The modern model of vulnerability mitigation includes robust sandboxing and usermode privilege separation to contain inevitable flaws in the design and implementation of software. As adoption of containment technology spreads to browsers and other software, we see the value of exploits continue to rise as multiple vulnerabilities must be chained together with extreme levels of binary artistry to achieve full system control. As such, there has recently been a high demand to identify kernel vulnerabilities that can bypass sandboxes and process isolation to successfully achieve full system compromise.
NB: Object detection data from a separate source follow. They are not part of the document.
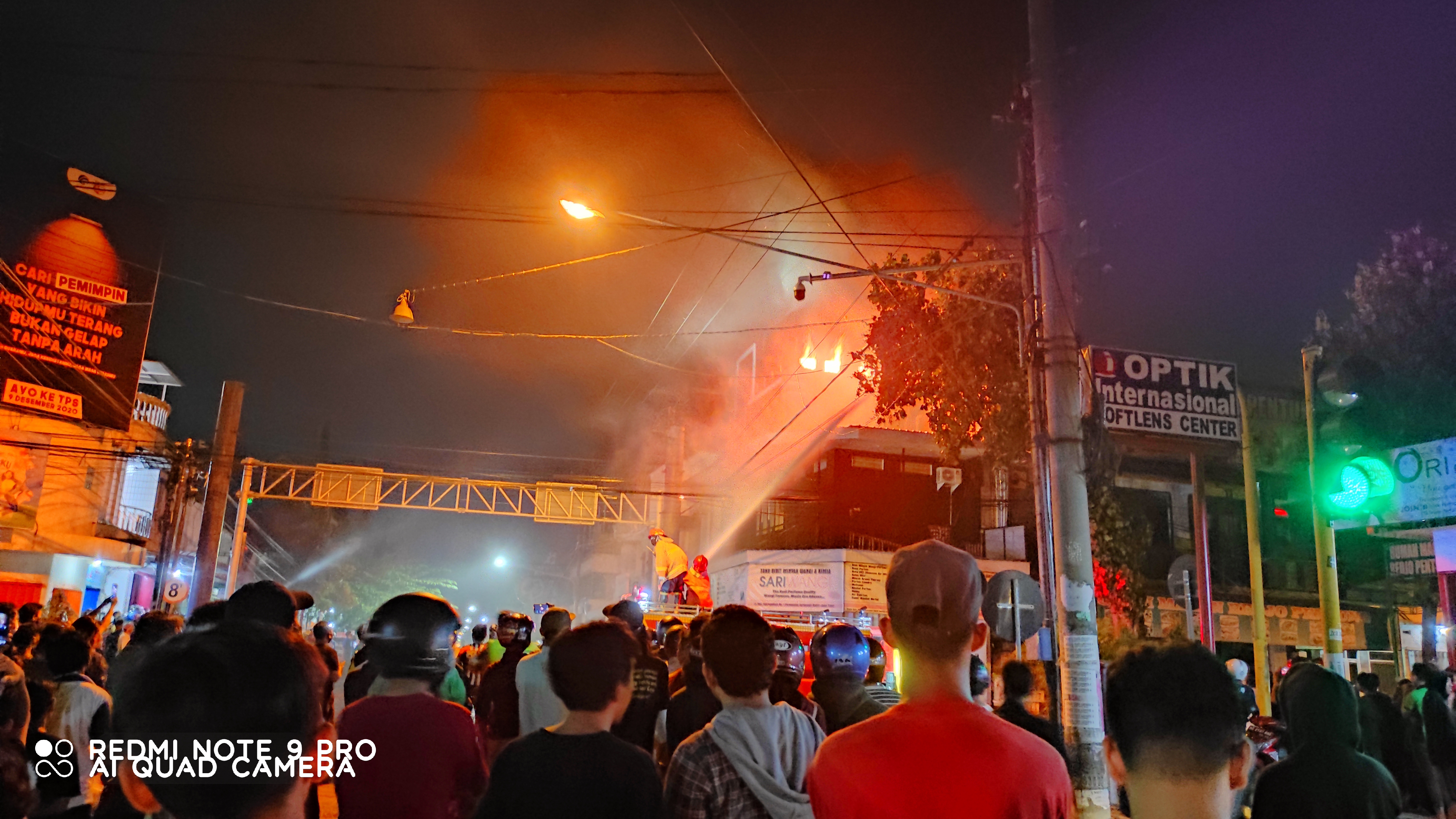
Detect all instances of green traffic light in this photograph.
[1329,456,1395,511]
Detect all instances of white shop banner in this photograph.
[746,563,844,612]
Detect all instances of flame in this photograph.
[824,340,844,373]
[560,200,601,219]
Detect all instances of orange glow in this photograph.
[824,341,844,373]
[560,200,601,219]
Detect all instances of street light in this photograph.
[560,200,601,219]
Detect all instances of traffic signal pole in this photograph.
[1300,345,1348,676]
[1028,0,1111,817]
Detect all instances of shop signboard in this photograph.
[0,140,163,430]
[1088,347,1239,442]
[744,563,844,612]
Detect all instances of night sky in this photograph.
[0,0,1456,454]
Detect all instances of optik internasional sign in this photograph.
[1088,347,1239,442]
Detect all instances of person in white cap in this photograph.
[807,541,1076,819]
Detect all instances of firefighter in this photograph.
[683,555,714,609]
[646,526,687,603]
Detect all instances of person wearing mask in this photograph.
[114,619,333,819]
[475,618,662,819]
[1100,643,1252,819]
[313,619,339,723]
[658,624,687,673]
[1252,663,1398,819]
[865,637,900,708]
[1415,665,1456,816]
[808,541,1072,819]
[607,600,667,753]
[996,660,1067,761]
[810,622,885,735]
[456,622,489,691]
[45,628,111,816]
[769,625,827,730]
[106,612,182,688]
[516,606,574,736]
[971,654,992,711]
[0,635,30,745]
[662,632,722,761]
[71,615,115,688]
[1223,657,1260,717]
[475,612,534,765]
[662,605,827,819]
[646,526,687,603]
[334,593,486,819]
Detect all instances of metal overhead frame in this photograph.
[227,458,655,595]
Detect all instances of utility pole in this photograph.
[1300,345,1348,676]
[1239,388,1275,717]
[192,380,243,609]
[1028,0,1111,817]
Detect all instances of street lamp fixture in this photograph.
[560,200,601,219]
[390,290,415,323]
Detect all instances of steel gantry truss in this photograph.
[227,458,655,595]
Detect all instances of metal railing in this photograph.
[105,504,152,538]
[131,392,172,430]
[240,459,655,525]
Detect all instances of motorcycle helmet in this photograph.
[367,593,460,681]
[810,622,869,682]
[495,611,536,649]
[652,616,683,645]
[773,625,804,678]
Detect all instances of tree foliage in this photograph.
[1334,227,1456,446]
[855,246,1031,465]
[314,559,456,628]
[1082,412,1153,635]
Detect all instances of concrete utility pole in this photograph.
[192,380,243,609]
[1300,345,1350,676]
[1239,389,1275,717]
[1028,0,1111,817]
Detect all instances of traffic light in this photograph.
[1325,455,1395,514]
[1313,356,1395,519]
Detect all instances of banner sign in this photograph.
[744,563,844,612]
[0,141,162,430]
[1089,347,1239,442]
[1380,439,1456,523]
[844,563,890,613]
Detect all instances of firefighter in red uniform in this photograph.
[683,555,714,609]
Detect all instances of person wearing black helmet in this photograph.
[810,622,885,735]
[769,625,828,733]
[335,593,486,819]
[475,612,536,764]
[865,637,900,708]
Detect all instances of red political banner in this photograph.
[0,141,163,430]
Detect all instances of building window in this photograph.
[756,500,785,538]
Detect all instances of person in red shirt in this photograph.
[808,541,1076,819]
[335,593,486,819]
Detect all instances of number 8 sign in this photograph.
[162,577,192,603]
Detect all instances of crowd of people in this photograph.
[0,541,1456,819]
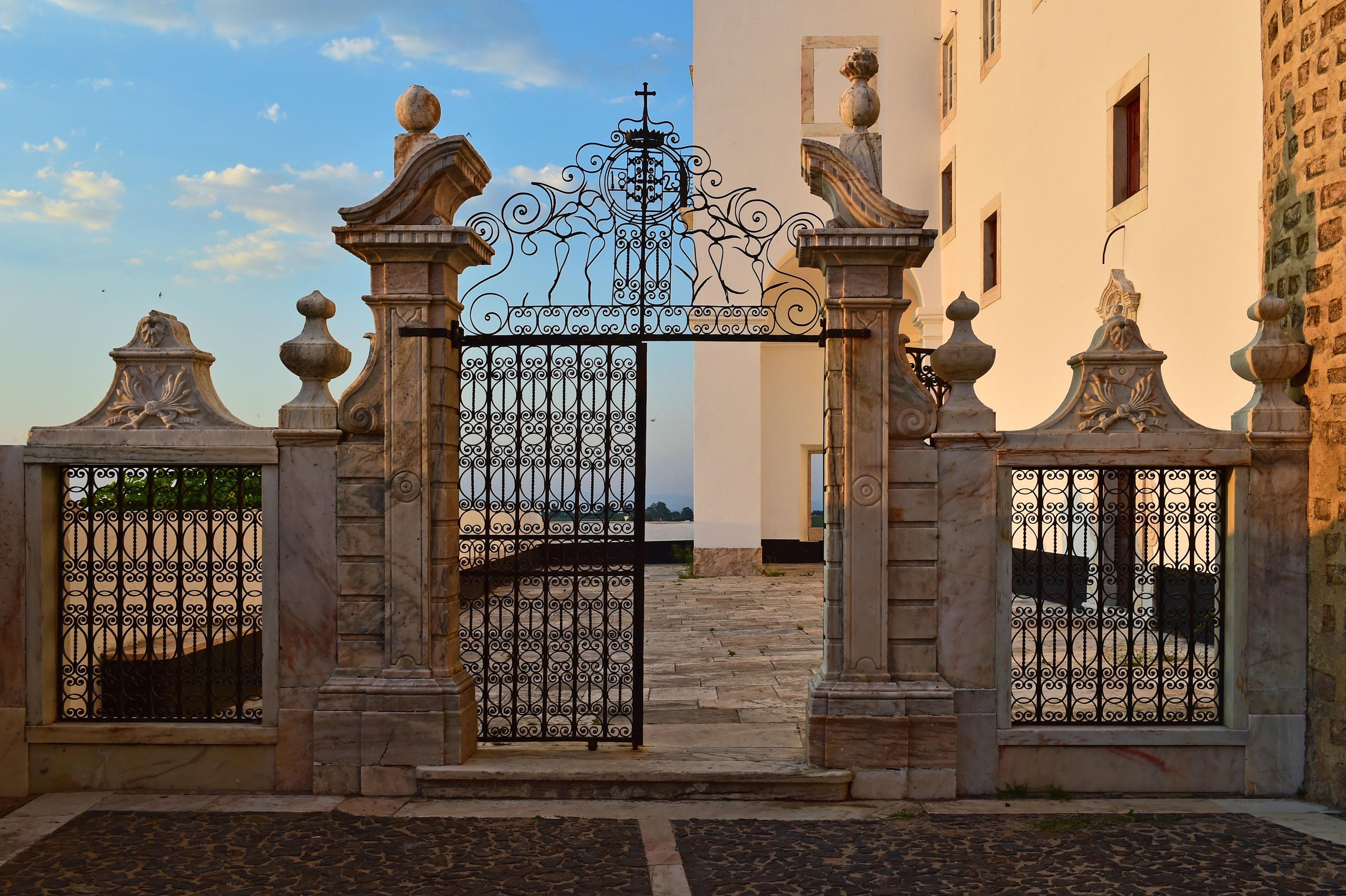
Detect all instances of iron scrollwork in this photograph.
[463,85,822,339]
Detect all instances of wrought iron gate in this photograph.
[459,338,645,744]
[456,85,872,747]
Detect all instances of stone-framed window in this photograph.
[1105,55,1150,230]
[940,149,957,246]
[981,195,1004,308]
[940,24,959,129]
[799,34,880,140]
[981,0,1004,80]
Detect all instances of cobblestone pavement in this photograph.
[0,811,650,896]
[645,565,822,751]
[674,814,1346,896]
[0,794,1346,896]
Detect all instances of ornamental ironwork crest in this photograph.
[462,83,824,339]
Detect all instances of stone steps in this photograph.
[416,748,851,802]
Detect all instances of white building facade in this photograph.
[693,0,1261,574]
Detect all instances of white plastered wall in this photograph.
[693,0,941,548]
[931,0,1261,429]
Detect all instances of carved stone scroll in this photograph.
[1034,305,1209,432]
[46,311,257,432]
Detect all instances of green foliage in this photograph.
[645,501,692,522]
[1032,815,1092,833]
[80,467,261,510]
[673,545,700,579]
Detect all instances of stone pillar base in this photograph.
[314,670,476,796]
[808,675,959,799]
[692,548,762,576]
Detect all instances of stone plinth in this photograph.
[799,225,959,798]
[314,97,491,795]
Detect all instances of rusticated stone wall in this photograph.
[1261,0,1346,804]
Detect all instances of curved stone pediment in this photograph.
[799,140,930,229]
[1032,305,1213,433]
[28,311,265,444]
[338,135,491,226]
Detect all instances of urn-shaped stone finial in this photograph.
[841,47,879,133]
[280,289,350,429]
[930,292,996,432]
[1229,293,1312,432]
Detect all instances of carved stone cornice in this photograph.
[28,311,266,445]
[797,227,937,273]
[338,135,491,226]
[1032,309,1214,433]
[332,225,495,266]
[799,140,930,230]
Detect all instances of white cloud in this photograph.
[172,161,387,280]
[191,227,331,283]
[0,168,125,230]
[631,31,677,47]
[318,38,378,62]
[44,0,576,87]
[23,137,70,152]
[509,165,575,190]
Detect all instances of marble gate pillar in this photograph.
[798,48,957,799]
[314,86,491,795]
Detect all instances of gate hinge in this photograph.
[397,320,463,348]
[818,327,874,348]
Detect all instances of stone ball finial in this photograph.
[397,83,440,133]
[280,289,350,429]
[840,47,879,133]
[1229,293,1312,432]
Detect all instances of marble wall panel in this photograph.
[938,449,996,689]
[1245,714,1307,796]
[957,713,1000,796]
[28,744,276,794]
[276,445,337,688]
[0,445,27,708]
[276,709,314,792]
[0,706,28,796]
[337,599,384,635]
[999,745,1244,794]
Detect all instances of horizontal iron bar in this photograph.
[463,332,818,346]
[818,327,874,346]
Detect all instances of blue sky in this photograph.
[0,0,692,506]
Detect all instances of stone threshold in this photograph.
[416,748,853,802]
[24,723,277,745]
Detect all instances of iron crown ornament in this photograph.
[462,83,824,339]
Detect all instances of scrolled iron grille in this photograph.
[58,466,262,723]
[1009,467,1226,725]
[459,345,645,743]
[462,85,824,339]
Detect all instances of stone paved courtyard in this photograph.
[0,794,1346,896]
[0,567,1346,896]
[645,565,822,751]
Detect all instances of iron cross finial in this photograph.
[635,81,657,121]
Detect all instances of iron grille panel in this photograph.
[57,466,262,723]
[1009,467,1226,725]
[459,343,645,744]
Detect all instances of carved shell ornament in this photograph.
[104,366,199,429]
[1078,368,1168,432]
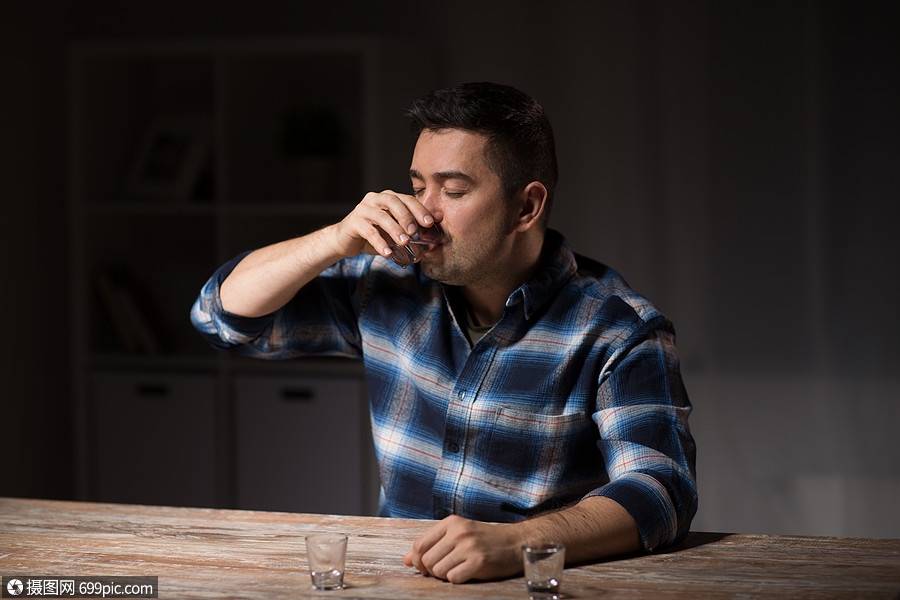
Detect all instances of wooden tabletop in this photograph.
[0,498,900,600]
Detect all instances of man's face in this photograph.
[409,129,514,287]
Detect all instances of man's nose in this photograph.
[419,188,440,214]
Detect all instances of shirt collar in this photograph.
[506,229,577,319]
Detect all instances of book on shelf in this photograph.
[95,267,162,354]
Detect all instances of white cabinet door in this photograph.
[90,372,216,506]
[234,375,371,514]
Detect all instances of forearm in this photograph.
[220,225,343,317]
[510,496,642,563]
[403,497,641,583]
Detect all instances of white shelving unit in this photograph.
[69,38,436,512]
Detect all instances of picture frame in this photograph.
[125,116,212,201]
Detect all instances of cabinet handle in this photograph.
[281,388,316,402]
[137,383,169,398]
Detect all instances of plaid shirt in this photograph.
[191,231,697,550]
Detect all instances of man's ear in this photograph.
[516,181,547,231]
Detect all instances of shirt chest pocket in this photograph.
[484,408,593,506]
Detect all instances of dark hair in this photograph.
[406,82,559,212]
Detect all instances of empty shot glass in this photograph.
[388,224,444,269]
[522,543,566,600]
[306,533,347,590]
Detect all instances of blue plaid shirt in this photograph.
[191,231,697,550]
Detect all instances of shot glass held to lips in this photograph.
[389,224,444,269]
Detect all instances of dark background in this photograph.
[0,0,900,537]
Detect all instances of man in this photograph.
[192,83,697,583]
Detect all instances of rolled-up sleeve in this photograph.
[191,253,359,359]
[588,328,697,550]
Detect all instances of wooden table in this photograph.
[0,498,900,600]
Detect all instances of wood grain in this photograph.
[0,498,900,600]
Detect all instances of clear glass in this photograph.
[306,533,347,590]
[389,225,444,269]
[522,543,566,600]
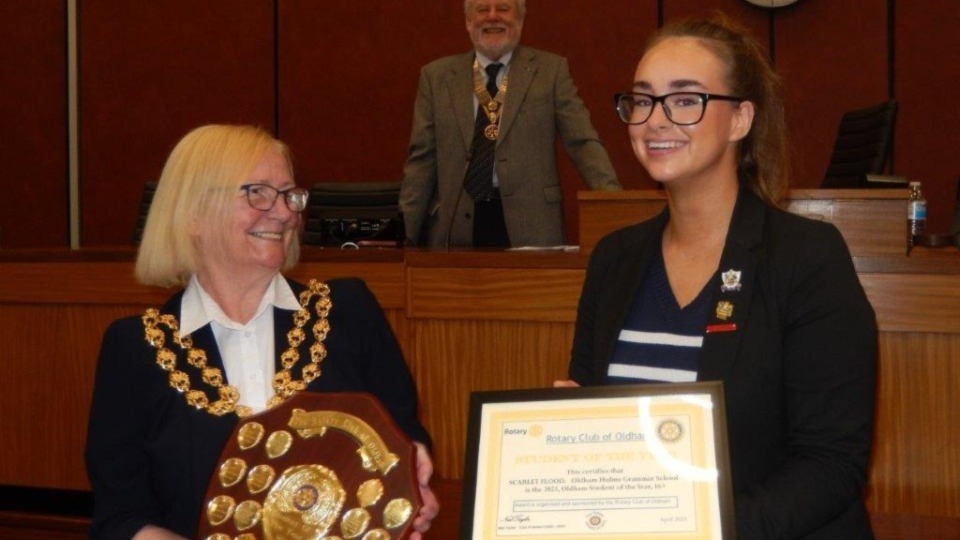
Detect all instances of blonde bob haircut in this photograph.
[134,125,300,287]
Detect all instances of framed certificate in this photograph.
[460,381,736,540]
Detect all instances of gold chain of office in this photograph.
[141,280,333,418]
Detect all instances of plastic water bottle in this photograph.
[907,182,927,248]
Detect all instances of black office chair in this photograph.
[303,182,405,247]
[820,99,897,189]
[133,182,157,246]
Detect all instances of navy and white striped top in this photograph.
[607,249,714,384]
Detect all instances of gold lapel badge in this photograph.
[720,268,742,292]
[717,300,733,321]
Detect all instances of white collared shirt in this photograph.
[180,274,300,412]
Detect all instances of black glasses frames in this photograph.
[613,92,746,126]
[240,184,310,213]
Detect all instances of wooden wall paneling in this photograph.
[579,189,907,260]
[0,0,70,249]
[78,0,275,246]
[867,334,960,517]
[774,0,889,188]
[894,0,960,233]
[0,303,138,489]
[860,273,960,336]
[411,318,573,479]
[407,268,583,322]
[278,0,471,185]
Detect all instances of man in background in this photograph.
[400,0,620,247]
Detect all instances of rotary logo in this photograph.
[584,512,607,531]
[657,418,683,443]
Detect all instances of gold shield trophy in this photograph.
[199,392,423,540]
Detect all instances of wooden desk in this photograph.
[0,248,960,538]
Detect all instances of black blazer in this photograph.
[86,279,430,540]
[569,190,877,540]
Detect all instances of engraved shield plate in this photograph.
[198,392,423,540]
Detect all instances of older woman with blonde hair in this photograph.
[86,125,439,540]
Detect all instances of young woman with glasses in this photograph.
[556,17,877,540]
[86,125,439,540]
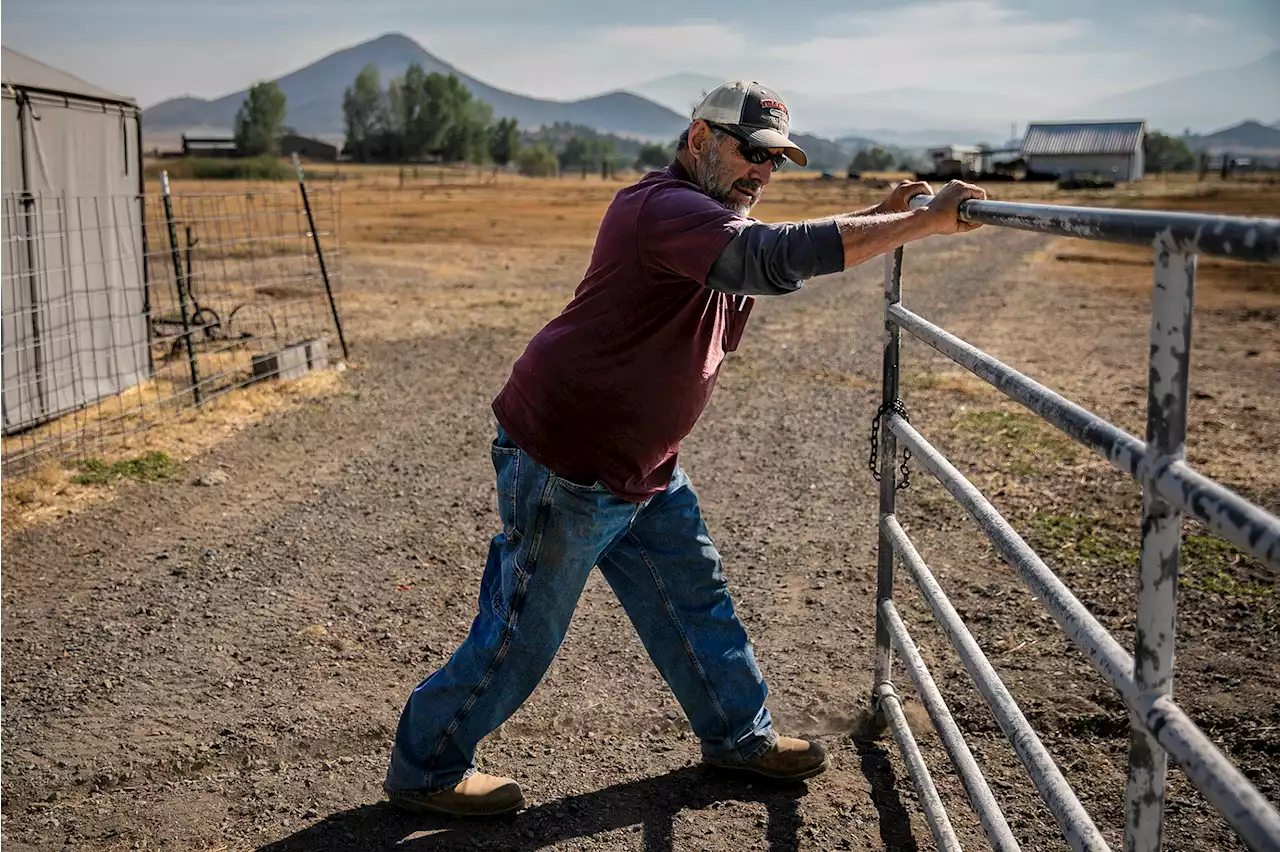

With this heightened demand, the past few years has seen a massive first wave of kernel vulnerability discovery in the graphics layer of the Windows kernel and the peripheral drivers of the Linux kernel. This first wave has proven successful even though the methods utilized tend to be using more rudimentary techniques of dumb mutational fuzzing or manual code review. This is a good indicator that it is time for investment in more advanced techniques that can be applied to kernel vulnerability research such as evolutionary fuzzing guided by code coverage.
This lecture will discuss methods for applying evolutionary coverage guided fuzzing to kernel system calls, IOCTLS, and other low level interfaces. First, to understand what makes an effective guided kernel fuzzer, we will discuss the tools available for open source drivers and kernels such as trinity and syzkaller which have found hundreds of vulnerabilities in the Linux kernel. Next we will look at using system emulators like QEMU for instrumenting kernel interfaces with code coverage to gain an understanding of the performance and limitations of this approach. Finally we will leverage our own custom driver to enable hardware branch tracing with Intel Processor Trace as a new method for evolutionary fuzzing against unmodified kernel binaries on Linux and Windows. The driver enabling this approach on Windows is authored by the presenter and available to the security community as opensource. This will be the first public lecture showing how to use highly performant modern hardware tracing engines to enable closed source kernel vulnerability research using coverage guided fuzzing.